L’impérialisme de Trump

22. Januar 2026 um 06:12

L’impérialisme qui guide les Etats-Unis est clairement assumé par la Maison Blanche. Celle-ci rompt avec une lecture du monde basée sur le droit international et la coopération. La loi du plus fort et l’instinct du prédateur dominent pour Trump, tenant d’un capitalisme sauvage, dérégulé. Si son comportement semble souvent irrationnel, celui-ci revêt en réalité une part de cohérence : plus un Etat dispose d’un large éventail de facteurs de puissance, plus il a les moyens de sauvegarder son indépendance et/ou d’étendre sa domination par une stratégie relevant de l’impérialisme. Quel impérialisme ?

 

Impérialisme et colonisation

L’impérialisme territorial désigne la stratégie déployée par une unité politique dans l’objectif d’étendre sa puissance par la conquête d’espaces et, ainsi, le contrôle ou la domination d’autres populations et territoires.
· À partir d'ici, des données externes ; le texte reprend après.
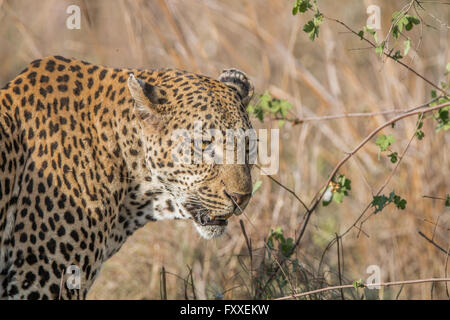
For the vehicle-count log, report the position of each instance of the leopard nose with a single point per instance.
(240, 199)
Cette conception est liée à une forme d’organisation politique incarnée par les empires anciens (Rome, l’Egypte ancienne, Charles Quint, Napoléon, etc.), distincts d’un impérialisme moderne initié par les grandes puissances européennes au XIXe siècle. Celui-ci conjugua impérialisme et colonialisme, c’est-à-dire expansionnisme militaire et conquête coloniale, sans reposer sur une continuité territoriale (différence entre métropole et colonies).

Le XIXe siècle est ainsi marqué par la constitution d’importants empires coloniaux essentiellement européens. Les puissances coloniales européennes contrôlent 35% de la surface du globe en 1800 et 85% en 1914. Une entreprise impérialiste qui permet aux puissances européennes de conquérir des territoires et zones d’influence, selon une politique de conquête systématique et différenciée, génératrice de tensions et de rivalités (la Conférence de Berlin de 1884-1885 a réglé des différends sur le partage de l’Afrique). Les Etats-nations sont aussi des Etats empires avec la colonisation du monde par les Européens du XIXe siècle.

Le phénomène colonial (à la différence de l’implantation sur des terres) va au-delà de la simple entreprise de reterritorialisation. Il s’agit d’un mode de domination fondé sur un discours couplé à une pratique spécifiquement moderne, qui débute avec la conquête du Nouveau Monde et prend forme aux XVIIIe et XIXe siècles. Cette pratique consiste dans la conquête militaire, la confiscation des terres et l’administration des populations qui y vivent suivant un discours, voire des règles qui consacrent la différenciation inégalitaire entre le statut du colonisé/autochtone et celui du colonisateur.

 

Impérialisme et capitalisme

Cette conception territoriale de l’impérialisme se prolonge a fortiori d’une acception matérielle, économique. Lénine (1870-1924) a systématisé et adapté l’approche marxiste des relations internationales dans le contexte du début du XXe siècle. Dans un ouvrage au titre évocateur, L’impérialisme, stade suprême du capitalisme (1917), il établit un lien étroit entre capitalisme, colonialisme et impérialisme : l’expansionnisme inhérent à la conquête de nouveaux marchés accroît les rivalités entre Etats et nourrit le risque de conflit. L’approche marxiste fondée sur les rapports (de domination) entre les classes sociales a contribué à ériger le paradigme de l’impérialisme économique, dont les racines puisent dans les dynamiques du capitalisme lui-même : la concurrence des pays industrialisés dans la conquête de territoires coloniaux est à l’origine du concept d’impérialisme. Les marxistes établissent ainsi un lien entre capitalisme international et conflits entre Etats capitalistes.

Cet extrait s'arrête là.